C'est ainsi qu'ils vivaient, non! qu'ils croupissaient ensemble, rivés au même fer, couchés dans le même ruisseau… C'est cette existence fangeuse, ce sont ces heures misérables qui défilent aujourd'hui devant mes yeux, quand je fredonne le refrain de la Négresse, le bizarre et mélancolique: Tolocototignan!… Tolocototignan!…
XIII L'ENLEVEMENT
C'ÉTAIT un soir, vers neuf heures, au théâtre Montparnasse. Le petit Chose, qui jouait dans la première pièce, venait de finir et remontait dans sa loge. En montant, il se croisa avec Irma Borel qui allait entrer en scène. Elle était rayonnante, tout en velours et en guipure, l'éventail au poing comme Célimène.
«Viens dans la salle, lui dit-elle en passant, je suis en train… je serai très belle.» Il hâta le pas vers sa loge et se déshabilla bien vite. Cette loge, qu'il partageait avec deux camarades, était un cabinet sans fenêtre, bas de plafond, éclairé au schiste. Deux ou trois chaises de paille formaient l'ameublement. Le long du mur pendaient des fragments de glace, des perruques défrisées, des guenilles à paillettes, velours fanés, dorures éteintes; à terre, dans un coin, des pots de rouge sans couvercle, des houppes à poudre de riz toutes déplumées.

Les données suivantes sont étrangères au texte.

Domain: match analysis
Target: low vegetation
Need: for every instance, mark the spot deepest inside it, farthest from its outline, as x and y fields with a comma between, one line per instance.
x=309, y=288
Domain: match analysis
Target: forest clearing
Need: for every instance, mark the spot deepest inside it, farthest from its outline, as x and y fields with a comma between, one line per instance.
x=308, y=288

Le petit Chose était là depuis un moment, en train de se désaffubler quand il entendit un machiniste qui l'appelait d'en bas: «Monsieur Daniel! monsieur Daniel!» Il sortit de sa loge et, penché sur le bois humide de la rampe, demanda: «Qu'y a-t-il?» Puis, voyant qu'on ne répondait pas, il descendit, tel qu'il était, à peine vêtu, barbouillé de blanc et de rouge, avec sa grande perruque jaune qui lui tombait sur les yeux.
Au bas de l'escalier, il se heurta contre quelqu'un.
«Jacques!» cria-t-il en reculant.
C'était Jacques… Ils se regardèrent un moment, sans parler. À la fin, Jacques joignit les mains et murmura d'une voix douce, pleine de larmes: «Oh! Daniel!» Ce fut assez. Le petit Chose, remué jusqu'au fond des entrailles, regarda autour de lui comme un enfant craintif et dit tout bas, si bas que son frère put à peine l'entendre: «Emmène-moi d'ici, Jacques.» Jacques tressaillit; et le prenant par la main, il l'entraîna dehors. Un fiacre attendait à la porte; ils y montèrent. «Rue des Dames, aux Batignolles!» cria la mère Jacques. «C'est mon quartier!» répondit le cocher d'une voix joyeuse, et la voiture s'ébranla,
Jacques était à Paris depuis deux jours. Il arrivait de Palerme, où une lettre de Pierrotte – qui lui courait après depuis trois mois – l'avait enfin découvert. Cette lettre, courte et sans phrases, lui apprenait la disparition de Daniel.